Apparemment, les pro­nostics sont en faveur du Congo­Kinshasa, de par son importance géographique et démographique en terme de personnes qui parlent le français. La RDC est l’un des grands pays francophones. A ce titre, accueillir un tel som­met soulignerait, une fois de plus, l’importance que la Francopho­nie attache à la promotion hu­maine.

Toutefois, le facteur déter­minant demeure celui de l’expé­rience propre de la République démocratique du Congo. Sou­mise à diverses convoitises, au centre des enjeux régionaux et mondiaux, la RDC est le type même d’exemples qui ramène l’OIF à faire face aux enjeux mondiaux.
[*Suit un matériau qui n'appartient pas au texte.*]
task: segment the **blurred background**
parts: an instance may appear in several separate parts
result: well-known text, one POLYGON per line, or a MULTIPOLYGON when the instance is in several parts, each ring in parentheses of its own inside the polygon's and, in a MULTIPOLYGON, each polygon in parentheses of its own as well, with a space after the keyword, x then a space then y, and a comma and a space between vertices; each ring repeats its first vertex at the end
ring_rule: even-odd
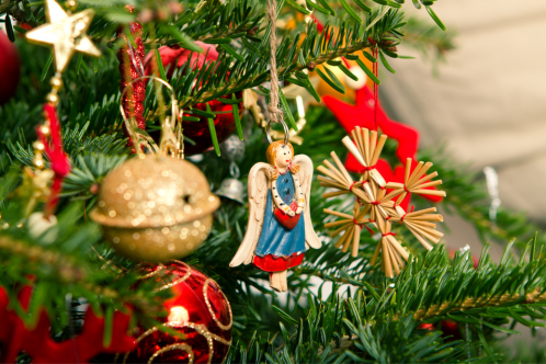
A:
MULTIPOLYGON (((407 7, 412 16, 428 14, 407 7)), ((396 75, 384 71, 379 98, 389 116, 421 134, 421 148, 445 146, 451 158, 474 171, 492 167, 502 207, 546 225, 546 1, 520 5, 509 0, 437 1, 436 14, 455 32, 455 49, 434 64, 414 48, 393 59, 396 75), (470 10, 470 11, 469 11, 470 10)), ((485 174, 484 174, 485 177, 485 174)), ((448 248, 469 246, 479 255, 482 243, 462 217, 443 212, 448 248)), ((505 242, 493 243, 499 261, 505 242)), ((524 342, 531 331, 520 326, 524 342)), ((544 329, 536 334, 544 342, 544 329)), ((527 342, 528 344, 528 342, 527 342)))

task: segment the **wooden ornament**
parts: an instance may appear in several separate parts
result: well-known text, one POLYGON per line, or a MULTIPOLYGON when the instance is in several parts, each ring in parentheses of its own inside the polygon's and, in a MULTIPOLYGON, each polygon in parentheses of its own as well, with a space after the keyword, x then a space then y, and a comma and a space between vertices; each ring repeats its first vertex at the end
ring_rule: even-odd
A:
POLYGON ((291 143, 273 141, 266 156, 269 163, 255 163, 250 170, 249 224, 229 265, 252 263, 270 273, 272 288, 284 292, 287 270, 303 262, 307 249, 321 246, 309 207, 314 168, 309 157, 294 156, 291 143))
POLYGON ((411 158, 408 158, 406 163, 405 183, 385 181, 375 164, 386 140, 386 135, 378 135, 375 130, 371 132, 359 126, 351 132, 351 137, 343 138, 343 145, 364 166, 357 181, 352 179, 333 151, 330 156, 334 163, 325 160, 323 166, 319 166, 317 170, 325 174, 318 177, 320 185, 329 189, 322 194, 323 198, 343 194, 353 194, 356 197, 352 215, 325 209, 328 215, 339 218, 325 224, 327 229, 332 229, 331 238, 340 236, 335 247, 346 252, 352 246, 351 255, 356 257, 362 230, 365 228, 372 231, 368 227, 372 225, 382 234, 382 238, 371 263, 375 264, 380 253, 382 270, 388 277, 394 277, 406 266, 409 252, 391 231, 393 223, 403 224, 428 250, 431 250, 443 237, 443 234, 435 229, 434 223, 443 221, 442 215, 433 214, 436 212, 435 207, 407 213, 399 203, 408 193, 445 196, 445 192, 429 189, 442 184, 440 180, 432 181, 437 177, 436 172, 426 173, 432 163, 419 162, 411 170, 411 158))

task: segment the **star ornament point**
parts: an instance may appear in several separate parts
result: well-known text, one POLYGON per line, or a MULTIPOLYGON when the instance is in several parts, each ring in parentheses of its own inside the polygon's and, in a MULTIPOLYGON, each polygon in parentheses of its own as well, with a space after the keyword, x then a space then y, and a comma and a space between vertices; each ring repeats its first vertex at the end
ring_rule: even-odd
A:
POLYGON ((91 9, 69 15, 55 0, 46 0, 47 24, 26 33, 33 43, 52 45, 57 72, 62 72, 76 52, 100 57, 101 52, 87 35, 94 12, 91 9))

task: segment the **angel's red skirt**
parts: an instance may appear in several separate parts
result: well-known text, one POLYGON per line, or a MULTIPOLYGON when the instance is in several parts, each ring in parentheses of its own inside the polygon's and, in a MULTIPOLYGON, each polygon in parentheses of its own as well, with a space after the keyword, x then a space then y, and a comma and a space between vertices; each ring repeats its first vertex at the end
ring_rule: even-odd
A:
POLYGON ((265 272, 282 272, 302 264, 304 253, 294 253, 289 257, 275 257, 272 254, 254 255, 253 264, 265 272))

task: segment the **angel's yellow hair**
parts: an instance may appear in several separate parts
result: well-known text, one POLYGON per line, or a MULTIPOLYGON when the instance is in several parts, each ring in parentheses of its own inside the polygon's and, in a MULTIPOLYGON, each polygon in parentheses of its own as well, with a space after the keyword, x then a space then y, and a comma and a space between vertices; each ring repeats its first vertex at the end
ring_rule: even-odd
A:
MULTIPOLYGON (((265 156, 268 157, 268 162, 275 168, 276 168, 276 163, 275 163, 276 151, 283 145, 284 145, 284 140, 273 141, 272 144, 270 144, 270 146, 268 147, 268 151, 265 152, 265 156)), ((291 148, 292 157, 294 158, 294 147, 292 146, 292 144, 289 141, 287 143, 287 146, 291 148)), ((292 163, 289 170, 291 170, 292 174, 295 174, 295 173, 299 172, 299 166, 296 163, 292 163)), ((278 177, 278 174, 275 173, 275 175, 273 175, 273 179, 276 180, 277 177, 278 177)))

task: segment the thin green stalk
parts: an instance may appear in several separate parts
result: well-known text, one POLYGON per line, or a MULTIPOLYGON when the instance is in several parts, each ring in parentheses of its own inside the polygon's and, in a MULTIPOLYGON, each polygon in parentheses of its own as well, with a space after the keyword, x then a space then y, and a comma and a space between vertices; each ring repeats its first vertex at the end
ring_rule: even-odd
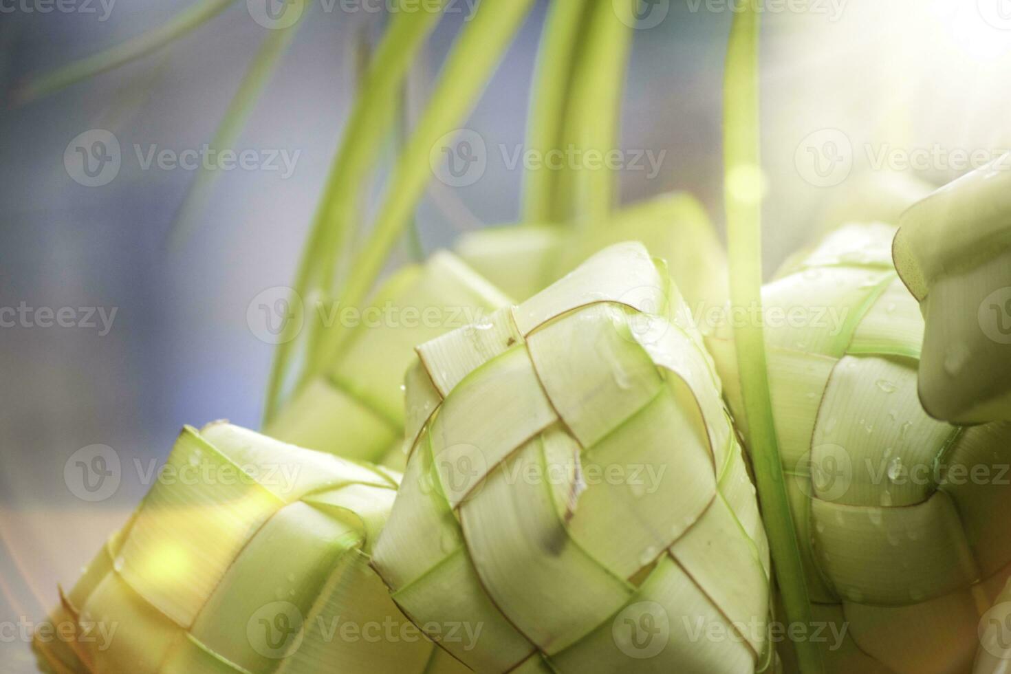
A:
MULTIPOLYGON (((759 18, 751 5, 734 17, 724 82, 724 162, 730 239, 731 299, 735 306, 758 307, 761 314, 761 198, 757 189, 740 189, 741 176, 757 182, 760 164, 758 97, 759 18)), ((797 529, 790 508, 760 322, 734 328, 751 457, 769 548, 787 621, 811 624, 811 598, 805 582, 797 529)), ((810 640, 794 642, 805 674, 824 671, 821 652, 810 640)))
MULTIPOLYGON (((445 5, 445 0, 441 6, 445 5)), ((350 232, 361 219, 362 190, 379 160, 376 151, 395 121, 396 101, 407 71, 429 33, 439 21, 441 12, 397 12, 376 50, 361 94, 355 101, 345 126, 341 149, 331 167, 323 199, 316 209, 308 240, 295 278, 294 290, 302 302, 292 302, 297 312, 303 303, 312 303, 332 294, 335 268, 339 260, 348 257, 352 242, 350 232)), ((296 316, 288 321, 294 329, 302 321, 296 316)), ((305 322, 305 335, 296 341, 294 334, 282 335, 274 358, 267 390, 265 417, 277 411, 281 393, 298 344, 317 344, 318 326, 314 320, 305 322)), ((329 361, 318 357, 318 349, 310 348, 307 362, 298 382, 303 383, 323 370, 329 361)))
MULTIPOLYGON (((210 148, 220 150, 233 148, 239 139, 240 133, 246 126, 253 108, 259 102, 263 91, 277 70, 282 57, 288 51, 291 40, 302 25, 302 19, 307 12, 302 12, 294 25, 278 30, 268 30, 260 49, 257 51, 252 63, 246 70, 239 89, 228 103, 221 121, 210 139, 210 148)), ((196 215, 203 209, 207 197, 210 195, 210 188, 217 179, 220 171, 211 171, 201 167, 197 172, 190 188, 179 208, 172 227, 169 230, 169 248, 178 250, 186 238, 192 233, 196 215)))
MULTIPOLYGON (((618 148, 632 28, 618 17, 611 2, 595 3, 589 11, 576 56, 561 140, 563 150, 573 146, 582 153, 600 153, 606 158, 618 148)), ((615 171, 606 164, 590 169, 585 161, 578 161, 578 166, 566 166, 558 176, 553 216, 605 222, 616 201, 615 171)))
MULTIPOLYGON (((544 22, 527 131, 528 148, 544 156, 561 146, 576 50, 588 13, 582 0, 554 0, 544 22)), ((545 167, 527 172, 524 217, 528 222, 551 219, 556 177, 555 171, 545 167)))
POLYGON ((17 90, 14 101, 22 104, 49 96, 81 80, 148 56, 200 27, 233 2, 234 0, 202 0, 157 28, 29 80, 17 90))
MULTIPOLYGON (((376 224, 341 295, 341 306, 358 306, 382 271, 432 178, 429 164, 439 139, 461 124, 474 105, 533 0, 485 0, 463 29, 446 61, 428 109, 399 162, 376 224)), ((340 350, 345 332, 328 331, 319 358, 328 362, 340 350)))

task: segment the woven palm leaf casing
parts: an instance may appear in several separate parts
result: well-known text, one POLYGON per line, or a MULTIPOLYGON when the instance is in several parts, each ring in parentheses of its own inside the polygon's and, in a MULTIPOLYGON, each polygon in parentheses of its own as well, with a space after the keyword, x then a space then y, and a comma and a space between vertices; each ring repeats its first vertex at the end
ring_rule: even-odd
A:
POLYGON ((48 669, 466 671, 419 632, 402 636, 409 623, 369 567, 398 476, 223 422, 184 429, 167 467, 61 593, 53 622, 78 637, 36 642, 48 669))
POLYGON ((895 239, 926 318, 920 398, 937 418, 1011 419, 1011 155, 915 204, 895 239))
MULTIPOLYGON (((765 286, 775 425, 816 615, 846 630, 830 670, 964 672, 1011 564, 1011 425, 920 405, 895 230, 842 227, 765 286)), ((708 344, 743 421, 727 336, 708 344)))
POLYGON ((405 614, 480 625, 472 648, 442 644, 480 672, 768 665, 754 488, 642 245, 418 351, 413 449, 373 557, 405 614))
MULTIPOLYGON (((509 304, 449 253, 408 265, 379 288, 331 370, 309 382, 264 432, 341 457, 402 469, 403 373, 415 346, 509 304)), ((341 320, 343 307, 328 307, 341 320)), ((352 317, 354 317, 354 315, 352 317)), ((312 316, 313 319, 316 316, 312 316)), ((331 329, 338 329, 334 326, 331 329)))
MULTIPOLYGON (((600 224, 600 223, 599 223, 600 224)), ((602 249, 638 240, 667 261, 688 307, 720 307, 729 295, 727 257, 698 199, 684 192, 633 204, 600 226, 510 224, 465 234, 456 251, 513 297, 530 297, 602 249)))

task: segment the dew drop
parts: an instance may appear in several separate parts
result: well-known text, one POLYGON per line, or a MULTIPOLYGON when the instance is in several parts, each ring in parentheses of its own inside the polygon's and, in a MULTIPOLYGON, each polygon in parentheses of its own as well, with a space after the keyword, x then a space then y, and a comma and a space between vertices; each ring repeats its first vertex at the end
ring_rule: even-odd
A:
POLYGON ((888 465, 888 479, 895 482, 902 475, 902 458, 896 457, 888 465))
POLYGON ((875 385, 885 393, 895 393, 896 391, 899 390, 898 386, 896 386, 887 379, 879 379, 878 383, 875 385))
POLYGON ((962 343, 954 343, 948 346, 944 352, 944 371, 951 377, 961 374, 962 368, 969 362, 969 347, 962 343))

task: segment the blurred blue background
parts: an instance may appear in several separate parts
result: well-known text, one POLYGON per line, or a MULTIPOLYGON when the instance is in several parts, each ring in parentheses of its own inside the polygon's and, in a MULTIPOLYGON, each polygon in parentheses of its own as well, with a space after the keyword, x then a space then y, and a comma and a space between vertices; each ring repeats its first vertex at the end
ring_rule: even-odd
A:
MULTIPOLYGON (((810 0, 791 5, 804 11, 773 11, 788 3, 769 0, 762 63, 769 269, 808 240, 828 204, 858 198, 860 174, 898 172, 939 185, 964 171, 961 154, 1011 148, 1011 21, 1004 20, 1011 13, 998 11, 1001 2, 810 0), (848 143, 851 168, 819 184, 826 181, 812 177, 802 151, 826 133, 848 143), (903 165, 919 151, 930 159, 903 165)), ((97 13, 0 2, 0 91, 190 4, 118 0, 100 20, 97 2, 97 13)), ((489 148, 523 142, 545 6, 531 14, 467 123, 489 148)), ((447 16, 416 65, 416 112, 462 18, 447 16)), ((622 200, 687 190, 721 232, 720 106, 731 18, 725 2, 674 0, 659 25, 637 30, 622 122, 623 148, 665 153, 655 177, 622 174, 622 200)), ((244 2, 146 59, 3 110, 0 307, 115 314, 107 334, 97 318, 95 328, 0 327, 0 622, 43 614, 57 581, 72 583, 143 496, 136 467, 164 460, 183 423, 223 417, 258 425, 272 347, 248 327, 247 308, 264 289, 292 281, 347 118, 357 45, 374 40, 383 20, 364 11, 308 17, 236 143, 297 152, 292 175, 222 173, 198 228, 171 253, 166 235, 194 174, 144 170, 134 146, 180 152, 210 139, 267 33, 244 2), (96 128, 114 134, 122 166, 109 184, 87 187, 68 173, 64 155, 75 136, 96 128), (113 448, 123 470, 115 493, 92 504, 68 489, 64 470, 75 452, 96 444, 113 448)), ((434 186, 418 212, 426 251, 451 246, 462 230, 515 220, 522 180, 492 153, 476 184, 434 186)), ((32 666, 23 641, 0 640, 0 672, 32 666)))

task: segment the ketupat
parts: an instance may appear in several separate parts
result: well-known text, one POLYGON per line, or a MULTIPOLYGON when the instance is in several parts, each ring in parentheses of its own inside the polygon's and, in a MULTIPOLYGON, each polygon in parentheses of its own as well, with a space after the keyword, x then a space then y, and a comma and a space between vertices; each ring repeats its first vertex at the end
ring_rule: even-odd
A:
POLYGON ((958 423, 1011 419, 1011 155, 910 208, 894 259, 926 318, 920 397, 958 423))
MULTIPOLYGON (((1011 424, 960 428, 916 394, 923 320, 895 227, 851 224, 763 291, 769 377, 815 617, 845 628, 830 671, 966 672, 1011 573, 1011 424)), ((708 341, 742 430, 733 346, 708 341)))
POLYGON ((754 487, 642 245, 419 355, 413 450, 373 555, 405 614, 483 625, 473 649, 444 644, 481 672, 774 665, 754 487))
POLYGON ((62 595, 52 621, 78 637, 36 641, 47 668, 466 671, 403 618, 369 567, 397 475, 224 422, 185 428, 167 466, 62 595))
MULTIPOLYGON (((449 253, 408 265, 342 325, 351 334, 328 371, 308 382, 267 423, 264 432, 293 445, 402 469, 403 373, 415 346, 480 320, 509 298, 449 253)), ((311 320, 324 320, 309 310, 311 320)))
POLYGON ((688 307, 727 302, 727 257, 699 201, 683 192, 633 204, 587 228, 521 224, 469 232, 458 255, 514 298, 530 297, 609 245, 639 240, 667 261, 688 307))

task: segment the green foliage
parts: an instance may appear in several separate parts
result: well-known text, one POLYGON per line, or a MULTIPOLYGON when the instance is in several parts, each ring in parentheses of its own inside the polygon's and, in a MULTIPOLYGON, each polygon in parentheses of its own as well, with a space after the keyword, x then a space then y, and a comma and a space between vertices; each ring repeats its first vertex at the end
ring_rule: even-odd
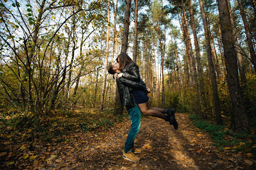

C’est-à-dire, la démo­cratie et l’Etat de droit, la Gouvernance économique, l’En­vironnement et bien sûr la Lan­gue française.

Mais forte de sa propre expérience, le fait que Kinshasa pourrait abriter le XIIIème sommet, reste une occasion propice pour faire intervenir la dimension “ so­lidarité internationale dans l’espace francophone. Il est vrai qu’en ces moments diffici­les, la République démocratique du Congo, l’un des plus grands pays francophones du monde, n’a pas senti cette solidarité. Ce qui l’a poussé à chercher refuge, malgré elle, dans le bloc anglo­phone. Un bloc qui lui est “ naturellement hostile ”. Preuve : ce piège qui renforce ce complot contre la RDC. Un complot qui vise sa balkanisation pour ne pas jouer ce  rôle de leader qui lui revient “ tout aussi naturellement ”, en Afrique centrale et celle des Grands Lacs.

Le sommet de Québec, c’est la prise de conscience face à cette réalité géostratégique. Pour que la Francophonie ne soit plus un “ GLUB ”. Alors, Kins­hasa attend.